On Saturday June 18, 2022, SSAAM was thrilled to welcome the community back to Mt. Zion AME Church and the historic True Farmstead for a Juneteenth celebration of freedom, our first in-person event since before the Covid-19 pandemic.

Long celebrated in the African American community, Juneteenth commemorates the emancipation of enslaved people in the United States. The holiday was first celebrated on June 19, 1865, following the arrival of Union troops into Galveston, Texas, proclaiming freedom for enslaved people in the state two years after President Lincoln issued the Emancipation Proclamation.


SSAAM's Juneteenth event was a day of music, food, art, and joy, with performances and activities including:

Keynote by Dr.
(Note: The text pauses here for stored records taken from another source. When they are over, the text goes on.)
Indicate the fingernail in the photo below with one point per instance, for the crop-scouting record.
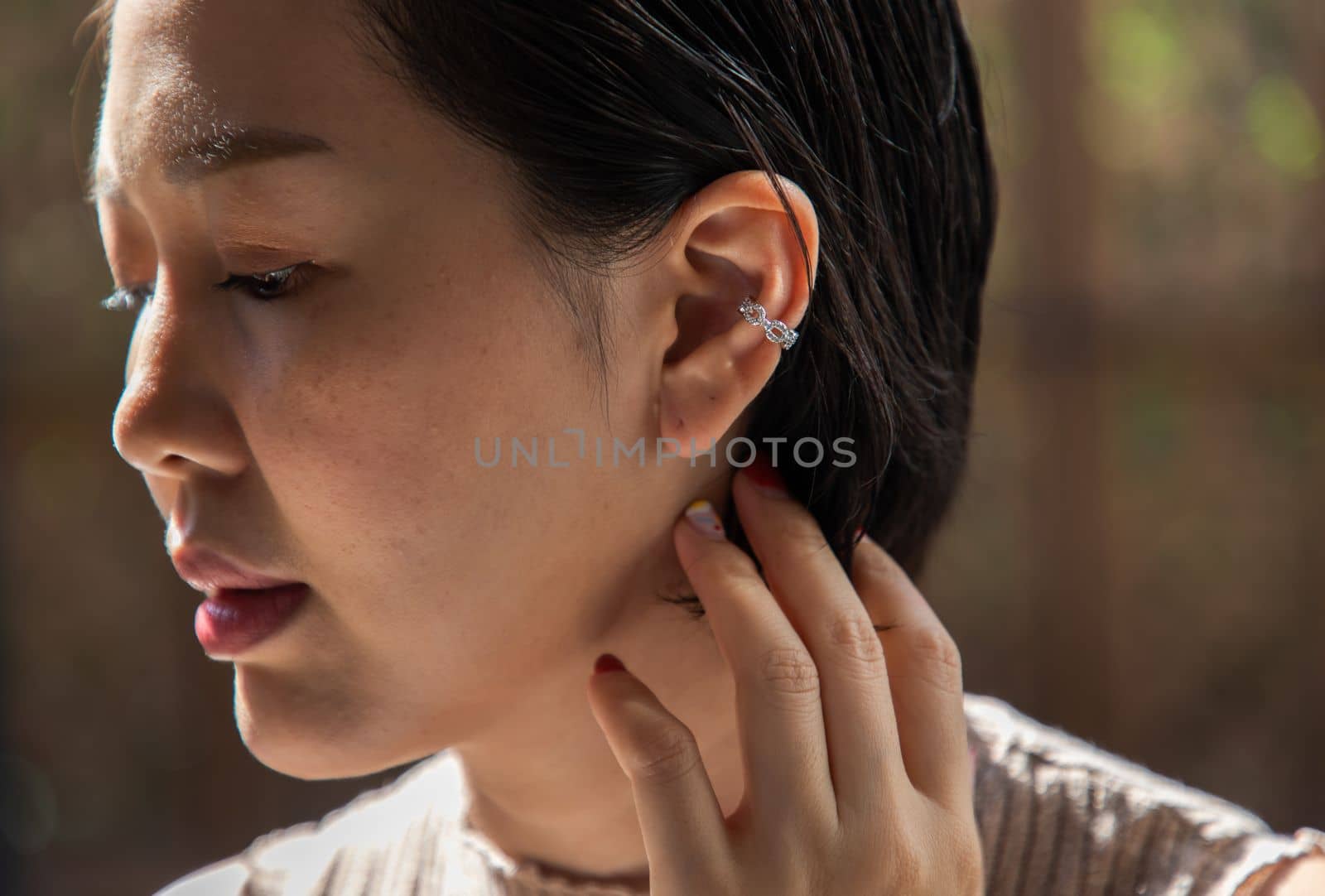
(607, 663)
(702, 518)
(766, 478)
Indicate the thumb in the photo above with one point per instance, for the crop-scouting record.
(679, 812)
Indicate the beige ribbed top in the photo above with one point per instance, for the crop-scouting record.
(1057, 814)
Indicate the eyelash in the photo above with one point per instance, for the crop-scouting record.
(130, 297)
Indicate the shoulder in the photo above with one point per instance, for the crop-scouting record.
(1060, 814)
(382, 841)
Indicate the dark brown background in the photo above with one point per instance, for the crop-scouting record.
(1137, 554)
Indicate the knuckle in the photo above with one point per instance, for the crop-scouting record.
(722, 565)
(854, 635)
(801, 533)
(664, 754)
(936, 658)
(790, 672)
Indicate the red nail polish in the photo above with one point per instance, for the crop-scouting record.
(607, 663)
(766, 476)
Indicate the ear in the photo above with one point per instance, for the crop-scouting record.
(733, 238)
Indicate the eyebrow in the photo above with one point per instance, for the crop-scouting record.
(227, 149)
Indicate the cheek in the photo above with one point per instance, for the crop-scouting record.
(366, 441)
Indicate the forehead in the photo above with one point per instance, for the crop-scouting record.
(182, 70)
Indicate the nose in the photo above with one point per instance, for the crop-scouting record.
(174, 414)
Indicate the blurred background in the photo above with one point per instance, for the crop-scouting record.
(1137, 556)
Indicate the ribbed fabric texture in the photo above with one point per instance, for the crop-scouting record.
(1057, 816)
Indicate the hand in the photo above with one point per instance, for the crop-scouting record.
(854, 741)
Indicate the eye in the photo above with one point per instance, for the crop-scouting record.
(125, 298)
(263, 287)
(269, 285)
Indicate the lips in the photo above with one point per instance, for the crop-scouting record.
(211, 571)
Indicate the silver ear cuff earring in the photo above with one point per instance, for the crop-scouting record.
(774, 330)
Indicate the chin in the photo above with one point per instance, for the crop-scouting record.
(298, 732)
(316, 733)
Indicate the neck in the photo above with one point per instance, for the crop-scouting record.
(545, 786)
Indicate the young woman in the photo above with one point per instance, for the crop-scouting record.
(457, 328)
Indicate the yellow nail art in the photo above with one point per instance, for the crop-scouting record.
(702, 518)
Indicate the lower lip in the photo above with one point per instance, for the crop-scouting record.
(235, 619)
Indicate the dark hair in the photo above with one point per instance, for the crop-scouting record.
(614, 112)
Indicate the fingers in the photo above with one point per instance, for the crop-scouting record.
(925, 671)
(680, 816)
(821, 600)
(778, 703)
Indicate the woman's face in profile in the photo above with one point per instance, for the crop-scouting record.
(326, 434)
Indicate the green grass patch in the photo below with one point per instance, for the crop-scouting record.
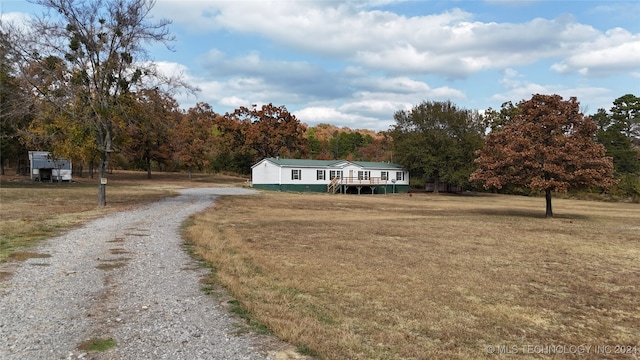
(97, 344)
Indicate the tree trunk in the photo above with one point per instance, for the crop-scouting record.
(549, 212)
(102, 171)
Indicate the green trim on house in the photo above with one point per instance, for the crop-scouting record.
(380, 189)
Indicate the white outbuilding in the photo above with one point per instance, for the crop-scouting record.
(44, 167)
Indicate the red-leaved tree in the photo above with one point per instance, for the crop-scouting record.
(548, 146)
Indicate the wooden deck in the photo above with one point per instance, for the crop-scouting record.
(341, 183)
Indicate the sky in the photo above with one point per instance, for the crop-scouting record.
(355, 63)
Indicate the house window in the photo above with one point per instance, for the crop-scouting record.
(364, 175)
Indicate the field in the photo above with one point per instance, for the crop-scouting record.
(390, 276)
(431, 276)
(31, 211)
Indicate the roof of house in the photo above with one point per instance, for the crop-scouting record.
(330, 163)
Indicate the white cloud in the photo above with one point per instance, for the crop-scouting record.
(614, 52)
(449, 43)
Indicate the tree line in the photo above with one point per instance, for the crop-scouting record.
(80, 84)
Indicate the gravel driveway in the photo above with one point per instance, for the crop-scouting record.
(125, 277)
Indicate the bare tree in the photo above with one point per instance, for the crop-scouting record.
(82, 56)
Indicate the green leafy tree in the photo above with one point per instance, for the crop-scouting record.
(437, 141)
(548, 146)
(625, 113)
(92, 54)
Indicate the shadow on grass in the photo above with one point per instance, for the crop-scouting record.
(527, 213)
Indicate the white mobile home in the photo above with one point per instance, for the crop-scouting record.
(329, 176)
(46, 168)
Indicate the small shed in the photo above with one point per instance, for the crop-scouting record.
(46, 168)
(329, 176)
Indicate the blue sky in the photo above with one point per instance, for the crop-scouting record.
(355, 63)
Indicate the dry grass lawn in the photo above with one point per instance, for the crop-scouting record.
(31, 211)
(429, 276)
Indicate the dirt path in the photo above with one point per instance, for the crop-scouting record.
(123, 277)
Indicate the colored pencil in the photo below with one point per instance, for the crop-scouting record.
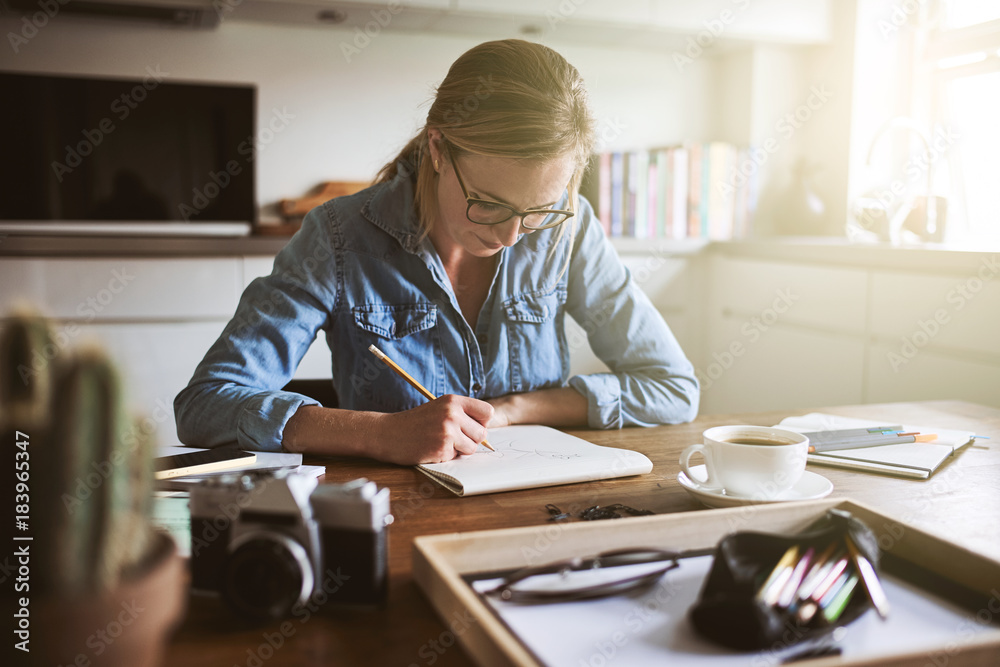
(877, 441)
(772, 586)
(840, 434)
(416, 385)
(869, 579)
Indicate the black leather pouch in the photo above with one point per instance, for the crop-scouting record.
(728, 611)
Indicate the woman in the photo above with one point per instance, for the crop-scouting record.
(460, 263)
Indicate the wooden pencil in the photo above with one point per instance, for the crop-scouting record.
(416, 385)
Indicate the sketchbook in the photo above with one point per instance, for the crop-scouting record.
(916, 460)
(531, 456)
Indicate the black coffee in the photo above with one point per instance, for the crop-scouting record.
(755, 441)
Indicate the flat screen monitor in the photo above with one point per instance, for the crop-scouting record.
(126, 152)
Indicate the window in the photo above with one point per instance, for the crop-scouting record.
(957, 86)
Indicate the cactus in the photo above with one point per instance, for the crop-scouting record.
(91, 486)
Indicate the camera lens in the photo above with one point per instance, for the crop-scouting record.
(266, 576)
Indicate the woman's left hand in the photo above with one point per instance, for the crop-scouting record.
(502, 413)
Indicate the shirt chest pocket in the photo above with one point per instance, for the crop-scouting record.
(537, 340)
(395, 322)
(407, 334)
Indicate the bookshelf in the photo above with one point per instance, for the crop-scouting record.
(687, 192)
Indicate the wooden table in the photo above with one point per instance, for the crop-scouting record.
(961, 502)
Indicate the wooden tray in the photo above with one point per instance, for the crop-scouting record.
(440, 562)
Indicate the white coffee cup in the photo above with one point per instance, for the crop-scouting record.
(757, 462)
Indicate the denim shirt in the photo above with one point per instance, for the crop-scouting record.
(359, 271)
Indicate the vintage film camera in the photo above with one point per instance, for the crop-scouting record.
(276, 544)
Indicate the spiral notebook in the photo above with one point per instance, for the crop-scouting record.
(916, 460)
(529, 456)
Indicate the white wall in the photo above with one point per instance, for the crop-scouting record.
(351, 117)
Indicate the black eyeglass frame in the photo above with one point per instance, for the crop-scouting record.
(472, 201)
(506, 591)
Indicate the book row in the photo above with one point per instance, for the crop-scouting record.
(696, 190)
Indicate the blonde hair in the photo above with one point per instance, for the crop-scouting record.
(509, 98)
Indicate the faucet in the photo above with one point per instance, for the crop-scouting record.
(927, 227)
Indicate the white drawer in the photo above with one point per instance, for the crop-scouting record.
(129, 289)
(783, 368)
(828, 297)
(957, 312)
(930, 375)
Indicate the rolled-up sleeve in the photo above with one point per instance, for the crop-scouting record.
(651, 380)
(235, 392)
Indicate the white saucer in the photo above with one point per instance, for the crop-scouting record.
(810, 487)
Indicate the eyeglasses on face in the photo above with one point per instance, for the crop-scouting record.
(485, 212)
(533, 585)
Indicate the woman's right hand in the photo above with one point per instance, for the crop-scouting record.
(433, 432)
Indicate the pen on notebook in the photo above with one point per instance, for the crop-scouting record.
(416, 385)
(840, 434)
(871, 442)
Rosetta Treece, Superintendent of the Hopewell Valley School District

Music from the Jonathan Ware Quartet, vocalist Gia Ware, and the Allegra School of Music and Arts Youth Singers

Quilt-Making workshop with Ronah Harris

"Black Artists: Elevating the Community" by Rhinold Porter

Mt. Zion Renovation Tour by Bruce Daniels

Poetry performances by Olivia Altidor, Ssanyu Lukoma, and Jonathan Ware

"Happy Dreams of Liberty: An American Family in Slavery and Freedom" by Dr. Isabela Morales

"A Trip to Benin - African Influence on American Culture" by Isabella Ruiter

"To Be Free," an original Juneteenth play written by Ryan Kilpatrick and performed by the Allegra School of Music and Arts

Food from Trenton BBQ restaurant "The Big Easy"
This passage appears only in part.